Today’s announcement indicates that the NIAID sponsored trial was positive and reduced the duration of symptoms of COVID-19 infection by 4 days. That is, patients receiving placebo had a duration of symptoms of 15 days and those receiving remdesivir, 11 days. The results were reported to be statistically significant. The trial also suggested there was a survival benefit but this was not statistically significant. The trial recruited a total of 1063 patients and we must assume that it had the necessary statistical power to support the conclusion reported but that will become clearer with a more detailed report.
This appears to be the first clinical trial to report a statistically significant benefit of an antiviral against COVID-19. The fact that there was a reduction in duration of symptoms of 31 per cent in hospitalised patients with advanced COVID-19 and lung involvement is encouraging.
The drug is still in early development and there are therefore limited supplies, hence it is not yet available to the general public in the United States or anywhere else. The FDA in the USA will have to determine what further information is required, including information on the safety of the drug, before it can be made widely available.
Following reports that hydroxychloroquine and combinations of HIV protease inhibitors do not seem to be effective against COVID-19, remdesivir stands alone at this time as the only antiviral drug to be potentially useful in treating patients with COVID-19 infections.”
Clinical Professor Ian Seppelt is a Senior Specialist in Intensive Care Medicine at Nepean Hospital.
“Politely, a published manuscript in Lancet has more credibility than a White House briefing.

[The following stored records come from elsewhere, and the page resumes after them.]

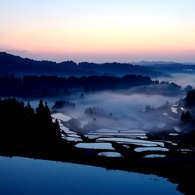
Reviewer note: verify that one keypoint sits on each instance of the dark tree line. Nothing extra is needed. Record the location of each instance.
(22, 125)
(44, 86)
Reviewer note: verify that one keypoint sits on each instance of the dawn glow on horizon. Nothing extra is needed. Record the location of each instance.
(99, 31)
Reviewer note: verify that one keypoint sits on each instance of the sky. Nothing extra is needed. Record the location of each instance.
(100, 30)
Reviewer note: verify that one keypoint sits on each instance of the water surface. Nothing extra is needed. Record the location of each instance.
(28, 176)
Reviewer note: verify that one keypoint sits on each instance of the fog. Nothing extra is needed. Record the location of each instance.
(128, 110)
(181, 79)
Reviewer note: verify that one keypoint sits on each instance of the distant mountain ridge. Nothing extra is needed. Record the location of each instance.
(22, 66)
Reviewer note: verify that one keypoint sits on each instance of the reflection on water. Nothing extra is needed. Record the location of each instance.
(27, 176)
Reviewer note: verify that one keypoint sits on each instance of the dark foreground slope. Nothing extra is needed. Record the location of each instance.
(32, 133)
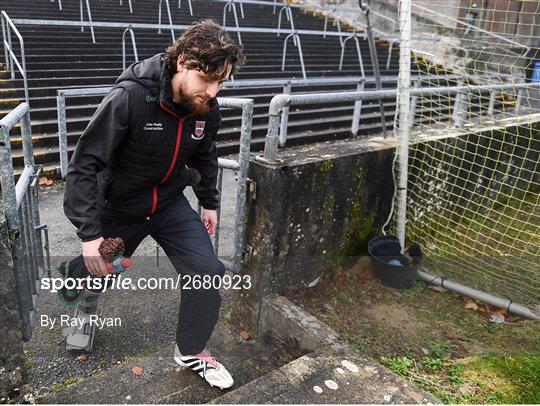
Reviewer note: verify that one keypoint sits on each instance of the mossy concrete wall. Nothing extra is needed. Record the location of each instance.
(321, 204)
(310, 213)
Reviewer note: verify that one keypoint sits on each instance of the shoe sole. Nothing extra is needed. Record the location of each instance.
(183, 365)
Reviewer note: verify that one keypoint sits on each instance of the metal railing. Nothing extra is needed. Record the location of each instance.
(9, 54)
(298, 43)
(170, 18)
(288, 15)
(189, 5)
(60, 4)
(89, 15)
(246, 105)
(129, 3)
(285, 100)
(295, 34)
(21, 208)
(230, 6)
(133, 44)
(287, 85)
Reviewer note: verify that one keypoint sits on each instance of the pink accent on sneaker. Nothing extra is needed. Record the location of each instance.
(205, 356)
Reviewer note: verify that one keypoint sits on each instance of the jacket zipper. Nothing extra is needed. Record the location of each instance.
(175, 156)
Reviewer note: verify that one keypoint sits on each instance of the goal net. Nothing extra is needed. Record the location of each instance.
(473, 190)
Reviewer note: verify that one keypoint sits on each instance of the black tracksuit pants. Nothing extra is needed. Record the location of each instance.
(179, 230)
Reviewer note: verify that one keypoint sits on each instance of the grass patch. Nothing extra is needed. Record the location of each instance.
(430, 339)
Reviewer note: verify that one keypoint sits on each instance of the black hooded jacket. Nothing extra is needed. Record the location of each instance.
(130, 161)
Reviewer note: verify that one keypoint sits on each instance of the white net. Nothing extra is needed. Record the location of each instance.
(474, 174)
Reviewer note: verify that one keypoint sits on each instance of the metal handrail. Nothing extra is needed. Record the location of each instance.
(60, 4)
(358, 51)
(134, 45)
(189, 4)
(230, 6)
(296, 40)
(10, 56)
(89, 13)
(282, 100)
(288, 14)
(20, 202)
(337, 24)
(130, 6)
(170, 19)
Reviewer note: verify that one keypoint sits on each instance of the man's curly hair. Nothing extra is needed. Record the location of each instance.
(208, 47)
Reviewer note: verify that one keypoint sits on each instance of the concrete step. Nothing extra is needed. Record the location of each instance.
(163, 381)
(328, 376)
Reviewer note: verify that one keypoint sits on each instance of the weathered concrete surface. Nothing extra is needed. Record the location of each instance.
(342, 374)
(12, 368)
(283, 319)
(163, 381)
(317, 207)
(329, 377)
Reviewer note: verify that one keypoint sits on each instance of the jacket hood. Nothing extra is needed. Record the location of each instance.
(154, 75)
(146, 72)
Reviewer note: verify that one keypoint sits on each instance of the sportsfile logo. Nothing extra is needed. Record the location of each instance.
(153, 127)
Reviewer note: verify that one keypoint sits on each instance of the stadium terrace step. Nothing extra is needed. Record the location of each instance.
(163, 381)
(327, 376)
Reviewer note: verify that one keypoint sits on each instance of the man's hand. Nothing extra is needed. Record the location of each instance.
(92, 259)
(209, 218)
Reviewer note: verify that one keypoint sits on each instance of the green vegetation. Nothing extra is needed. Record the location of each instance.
(431, 339)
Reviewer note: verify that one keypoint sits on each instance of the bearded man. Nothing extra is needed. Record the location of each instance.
(126, 177)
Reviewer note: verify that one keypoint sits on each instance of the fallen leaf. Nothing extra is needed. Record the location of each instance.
(437, 288)
(513, 317)
(314, 282)
(472, 306)
(44, 181)
(497, 318)
(452, 335)
(137, 371)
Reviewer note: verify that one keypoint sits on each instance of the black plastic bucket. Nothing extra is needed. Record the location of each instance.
(390, 266)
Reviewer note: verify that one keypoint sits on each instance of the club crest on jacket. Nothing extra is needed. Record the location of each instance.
(199, 130)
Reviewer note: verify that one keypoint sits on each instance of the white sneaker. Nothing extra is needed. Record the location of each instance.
(206, 366)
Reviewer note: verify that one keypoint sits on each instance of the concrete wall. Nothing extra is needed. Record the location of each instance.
(12, 368)
(320, 206)
(310, 213)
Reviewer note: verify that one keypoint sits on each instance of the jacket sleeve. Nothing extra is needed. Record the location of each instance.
(106, 130)
(205, 161)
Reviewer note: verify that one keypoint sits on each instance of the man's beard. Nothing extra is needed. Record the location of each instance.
(194, 104)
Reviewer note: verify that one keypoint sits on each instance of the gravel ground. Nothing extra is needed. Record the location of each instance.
(148, 318)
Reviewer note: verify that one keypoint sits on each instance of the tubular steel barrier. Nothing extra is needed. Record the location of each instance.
(130, 6)
(60, 4)
(89, 14)
(246, 105)
(170, 18)
(133, 44)
(286, 83)
(296, 41)
(21, 208)
(9, 55)
(284, 100)
(189, 5)
(230, 6)
(288, 14)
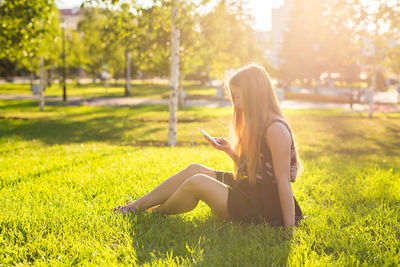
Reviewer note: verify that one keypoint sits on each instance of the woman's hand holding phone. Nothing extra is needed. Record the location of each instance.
(224, 145)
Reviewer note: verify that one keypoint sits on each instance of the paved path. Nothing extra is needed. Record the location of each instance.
(133, 101)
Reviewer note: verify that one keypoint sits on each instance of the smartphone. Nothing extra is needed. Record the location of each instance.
(209, 137)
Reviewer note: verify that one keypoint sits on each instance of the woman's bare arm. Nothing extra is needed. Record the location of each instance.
(279, 141)
(224, 146)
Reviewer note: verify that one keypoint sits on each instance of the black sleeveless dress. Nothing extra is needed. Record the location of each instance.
(260, 204)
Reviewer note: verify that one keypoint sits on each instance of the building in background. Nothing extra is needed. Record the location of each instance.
(71, 17)
(279, 21)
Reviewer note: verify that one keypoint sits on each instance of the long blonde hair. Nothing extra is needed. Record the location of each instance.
(249, 123)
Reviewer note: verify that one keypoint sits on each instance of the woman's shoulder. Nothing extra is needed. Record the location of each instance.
(278, 132)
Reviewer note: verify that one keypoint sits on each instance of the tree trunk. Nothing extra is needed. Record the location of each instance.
(181, 99)
(128, 73)
(371, 100)
(42, 83)
(175, 35)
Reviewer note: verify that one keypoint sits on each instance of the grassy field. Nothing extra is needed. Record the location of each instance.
(62, 171)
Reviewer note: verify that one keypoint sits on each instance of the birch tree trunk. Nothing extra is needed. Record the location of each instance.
(128, 73)
(175, 36)
(42, 83)
(181, 99)
(371, 100)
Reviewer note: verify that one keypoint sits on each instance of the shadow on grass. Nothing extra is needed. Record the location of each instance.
(209, 242)
(377, 137)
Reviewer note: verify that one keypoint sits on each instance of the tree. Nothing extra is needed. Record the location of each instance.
(30, 33)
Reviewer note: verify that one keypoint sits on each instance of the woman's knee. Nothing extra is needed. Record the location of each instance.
(193, 183)
(196, 168)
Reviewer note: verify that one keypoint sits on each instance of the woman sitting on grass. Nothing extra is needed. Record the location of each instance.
(266, 162)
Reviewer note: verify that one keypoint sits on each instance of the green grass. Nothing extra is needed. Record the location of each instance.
(63, 170)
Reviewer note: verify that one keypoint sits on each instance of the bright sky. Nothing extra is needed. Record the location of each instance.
(261, 10)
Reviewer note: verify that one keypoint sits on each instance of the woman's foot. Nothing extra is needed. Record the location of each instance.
(129, 208)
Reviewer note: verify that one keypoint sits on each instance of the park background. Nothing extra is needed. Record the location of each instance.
(88, 95)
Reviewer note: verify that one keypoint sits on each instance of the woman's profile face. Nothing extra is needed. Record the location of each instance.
(237, 97)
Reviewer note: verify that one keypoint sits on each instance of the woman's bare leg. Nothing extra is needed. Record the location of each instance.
(164, 190)
(198, 187)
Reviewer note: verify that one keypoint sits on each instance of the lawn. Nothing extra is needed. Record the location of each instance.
(63, 170)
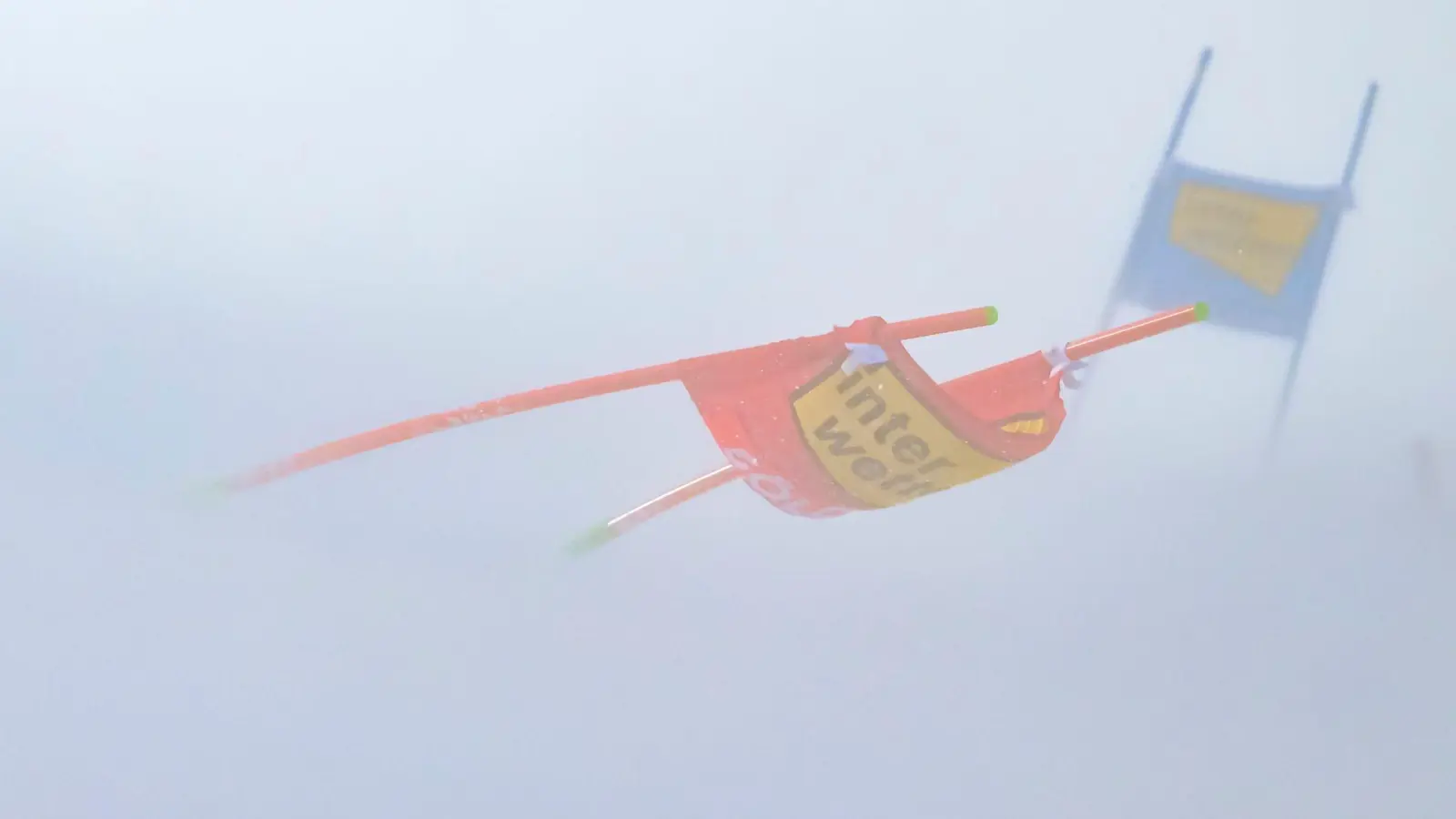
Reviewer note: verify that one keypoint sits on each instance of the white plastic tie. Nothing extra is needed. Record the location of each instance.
(863, 356)
(1063, 366)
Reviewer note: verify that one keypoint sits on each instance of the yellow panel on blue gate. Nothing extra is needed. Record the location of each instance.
(1254, 238)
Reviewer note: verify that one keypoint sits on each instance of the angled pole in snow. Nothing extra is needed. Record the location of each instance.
(1347, 184)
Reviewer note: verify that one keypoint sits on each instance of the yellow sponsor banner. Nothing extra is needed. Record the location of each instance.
(1254, 238)
(881, 443)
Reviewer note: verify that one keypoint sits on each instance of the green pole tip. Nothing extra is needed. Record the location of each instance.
(592, 540)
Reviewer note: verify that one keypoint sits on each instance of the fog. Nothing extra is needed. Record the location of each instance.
(233, 230)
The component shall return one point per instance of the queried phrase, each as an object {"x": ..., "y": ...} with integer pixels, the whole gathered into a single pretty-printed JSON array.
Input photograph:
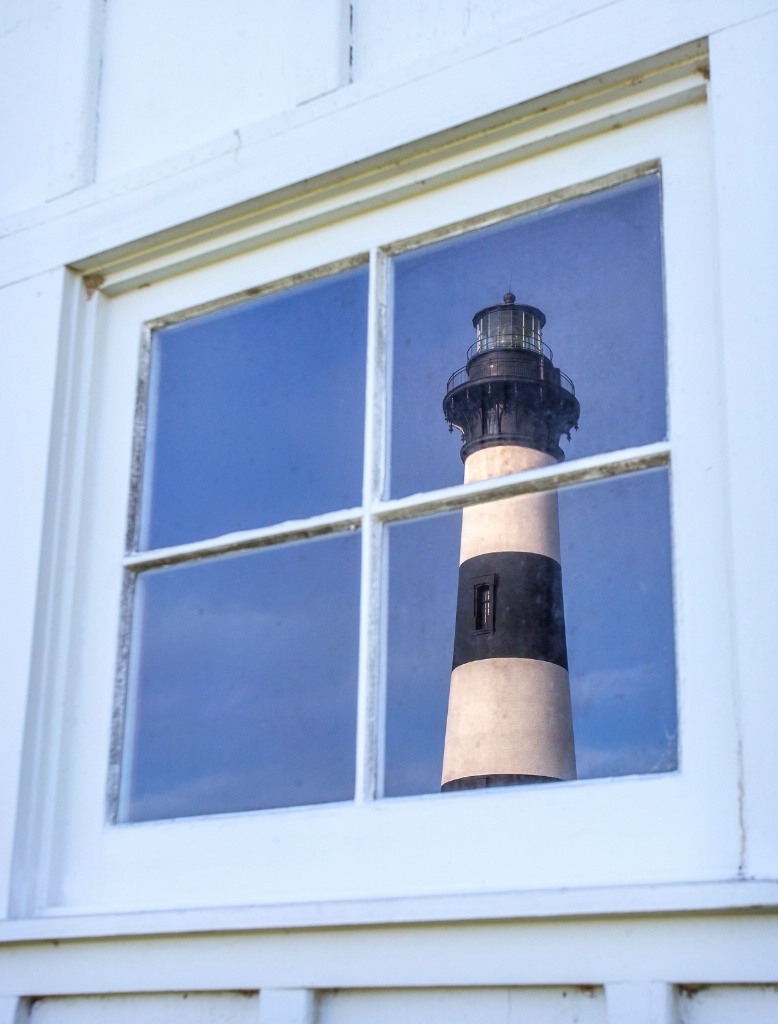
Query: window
[
  {"x": 483, "y": 599},
  {"x": 370, "y": 550}
]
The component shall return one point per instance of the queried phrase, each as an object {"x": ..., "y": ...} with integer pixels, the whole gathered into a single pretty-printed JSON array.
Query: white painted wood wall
[{"x": 133, "y": 134}]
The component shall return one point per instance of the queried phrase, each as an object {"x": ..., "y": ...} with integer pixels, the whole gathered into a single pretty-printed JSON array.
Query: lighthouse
[{"x": 510, "y": 720}]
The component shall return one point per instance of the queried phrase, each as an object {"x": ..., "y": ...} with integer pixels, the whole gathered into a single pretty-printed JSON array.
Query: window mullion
[
  {"x": 372, "y": 604},
  {"x": 589, "y": 470}
]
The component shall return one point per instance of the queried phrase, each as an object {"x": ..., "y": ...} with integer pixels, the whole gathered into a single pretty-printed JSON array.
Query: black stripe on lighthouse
[{"x": 526, "y": 612}]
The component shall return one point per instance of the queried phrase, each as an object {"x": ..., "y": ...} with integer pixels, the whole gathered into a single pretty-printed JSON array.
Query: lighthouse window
[{"x": 483, "y": 605}]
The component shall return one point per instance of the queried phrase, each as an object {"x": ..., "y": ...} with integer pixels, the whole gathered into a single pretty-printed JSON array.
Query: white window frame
[{"x": 644, "y": 829}]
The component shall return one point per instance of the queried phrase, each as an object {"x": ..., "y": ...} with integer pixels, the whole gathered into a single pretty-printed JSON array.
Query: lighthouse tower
[{"x": 510, "y": 720}]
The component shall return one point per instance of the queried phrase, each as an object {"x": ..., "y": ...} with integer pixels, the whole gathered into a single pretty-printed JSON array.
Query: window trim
[{"x": 63, "y": 879}]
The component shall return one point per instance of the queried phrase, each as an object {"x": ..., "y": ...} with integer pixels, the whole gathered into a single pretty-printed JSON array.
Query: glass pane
[
  {"x": 593, "y": 267},
  {"x": 256, "y": 413},
  {"x": 614, "y": 620},
  {"x": 243, "y": 682}
]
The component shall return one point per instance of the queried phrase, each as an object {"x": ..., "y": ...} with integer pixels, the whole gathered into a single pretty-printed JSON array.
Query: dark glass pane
[
  {"x": 243, "y": 682},
  {"x": 616, "y": 582},
  {"x": 594, "y": 266},
  {"x": 256, "y": 413}
]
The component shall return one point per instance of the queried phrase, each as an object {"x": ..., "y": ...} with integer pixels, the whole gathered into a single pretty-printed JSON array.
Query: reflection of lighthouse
[{"x": 509, "y": 710}]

I totally back John Norrie’s editorial. The Chinese study is underpowered and is not inconsistent with a positive trial done elsewhere, but it is not possible to comment further without seeing the actual data. With seven RCTs of remdesivir underway internationally it should be possible to get a robust answer to this question soon.”
Professor Johannes Alffenaar is Chair of Clinical Pharmacy at the University of Sydney.
“Remdesivir inhibits a part of the replication cycle of SARS-Cov-2. In order to be effective, the right amount of drug needs to be at location of infection at the right time. At this moment it’s not crystal clear what that concentration should be and whether it is reached with the dose used in the trial. Also, the timing of starting the drug is critical. If the virus has already replicated massively in the body the drug is not able to turn the tide. For COVID-19 it’s not known yet when treatment should be started. It could well be that it should be started at the first symptoms to inhibit viral replication in time. Moreover, in the trial part of the patients received lopinavir-ritonavir, interferon alfa-2b, antimicrobial drugs and corticosteroids. All thought to be potentially beneficial interventions. This makes it more difficult to pick up any response related to remdesivir.
However, the biggest problem still remains the sample size of the study.
As COVID-19 is a self-limiting disease in most patients a very large sample size is needed to see an improvement related to the intervention which was not fulfilled in this trial.
As mortality was approximately 15% the severity of disease may not have been as severe as originally anticipated making if even more difficult to see a difference compared to placebo.”
Dr Gaetan Burgio is Group leader and head of the transgenesis facility, John Curtin School of Medical Research, at the Australian National University.
“The encouraging results of the clinical trial in the USA and disappointing results from China on Remdesivir treatment for COVID19 suggest that Remdesivir may improve clinical outcomes for patients, but in any case it is not a silver bullet against COVID19. It is therefore more critical than ever to keep social distancing, wearing masks or follow other preventive measures to limit the spread and eliminate the virus.”